Where the Discloser, or Recipient, is from either party:

  1. The Recipient will use the same care and discretion to avoid disclosure, publication or dissemination of Confidential Information as it uses with its own similar confidential information that it does not wish to disclose, publish or disseminate. The Confidential Information, including any TRADE SECRET, CONFIDENTIAL AND PROPRIETARY information contained therein is not to be disclosed to any persons other than the employees; and consultants or agents of the Recipient (if any), who have a need to know and who have also executed a nondisclosure agreement, substantially in the form of this Agreement. An original of such executed non-disclosure agreement shall be supplied to either party to this Agreement upon request.
  2. The Recipient shall not use Confidential Information in any manner, nor use it to the benefit of anyone but the Discloser, nor circulate it within its own organization or otherwise, except to the extent necessary for negotiations, discussions and consultations with personnel or authorized representatives of the Discloser or for any purpose the Discloser may authorize in writing.
  3. The obligations of the Recipient with respect to any particular portion of Confidential Information shall terminate or shall not attach, as the case may be, when any of the following occurs: (a) It was in the public domain at the time of the Discloser’s communication thereof to the Recipient. (b) It entered the public domain through no fault of the Recipient subsequent to the time of the Discloser’s communication thereof to the Recipient. (c) It was in the Recipient’s possession free of any obligation of confidence at the time of the Discloser’s communication thereof to the Recipient. (d) It was independently developed by the Recipient. (e) Its disclosure is required by court or government order and the Discloser has been given notice of such order.
  4. All materials furnished by the Discloser to the Recipient, which are designated in writing to be the property of the Discloser, or which are or contain Confidential Information, shall remain the property of the Discloser and shall be returned to the Discloser promptly at its request with all copies made thereof.
  5. This Agreement shall govern disclosures and all communications between Discloser and Recipient relating to its subject matter that are made during the period from the date of this Agreement to the earlier of the date on which either party receives from the other party written notice that subsequent disclosures shall not be so governed, or for a period of five (5) years following the earlier of the last act of disclosure hereunder or the termination of this Agreement.
  6. Neither this Agreement nor any disclosure of the Discloser’s Confidential Information grants the Recipient any license or rights to any trade secrets or under any patents or copyrights.
  7. THE DISCLOSER PROVIDES CONFIDENTIAL INFORMATION ON AN ‘AS IS’ BASIS. The Discloser will not be liable for any damages arising out of use of Confidential Information.

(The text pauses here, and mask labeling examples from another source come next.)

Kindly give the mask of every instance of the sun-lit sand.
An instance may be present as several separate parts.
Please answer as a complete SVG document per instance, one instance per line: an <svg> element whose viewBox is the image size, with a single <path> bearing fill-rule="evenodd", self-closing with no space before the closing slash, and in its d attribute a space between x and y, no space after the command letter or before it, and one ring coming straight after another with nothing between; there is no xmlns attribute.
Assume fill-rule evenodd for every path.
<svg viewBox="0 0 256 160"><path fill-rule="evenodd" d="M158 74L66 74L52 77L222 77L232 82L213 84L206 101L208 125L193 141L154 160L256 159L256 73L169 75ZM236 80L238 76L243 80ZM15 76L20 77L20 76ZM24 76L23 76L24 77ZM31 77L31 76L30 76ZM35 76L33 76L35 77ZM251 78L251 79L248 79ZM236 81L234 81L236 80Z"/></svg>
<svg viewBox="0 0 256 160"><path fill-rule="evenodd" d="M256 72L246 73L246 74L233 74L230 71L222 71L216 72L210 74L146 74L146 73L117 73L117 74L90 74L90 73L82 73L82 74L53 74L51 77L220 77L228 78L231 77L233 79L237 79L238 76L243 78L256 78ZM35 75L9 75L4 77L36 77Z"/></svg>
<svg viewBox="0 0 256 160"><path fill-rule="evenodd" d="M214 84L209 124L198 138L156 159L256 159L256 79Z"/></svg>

The disclosure of Confidential Information containing business plans is for planning purposes only. The Discloser may change or cancel its plans at any time. Therefore, use of Confidential Information is at the Recipient’s own risk.
  8. This Agreement shall be construed in accordance with the laws of Australia.

Where the Recipient is an authorized representative of ‘Reflect Growth’ and the Discloser is a ‘Co-Creator’.

  1. The Discloser understands that the Recipient may currently or in the future be developing information internally, or receiving information from other parties, that may be similar to the Discloser’s information. Accordingly, nothing in this Agreement shall be construed as a representation or inference that the Recipient will not independently develop commercial products, for itself or for others.

Where the Discloser is an authorized representative of ‘Reflect Growth’ and the Recipient is a ‘Co-Creator’.

  1. The Recipient will not independently develop commercial products for itself, or others, that compete with or use the products, systems or documentation contemplated by the Discloser’s information.

This Agreement is the complete and entire understanding of the parties with respect to its subject matter and is effective immediately upon agreement.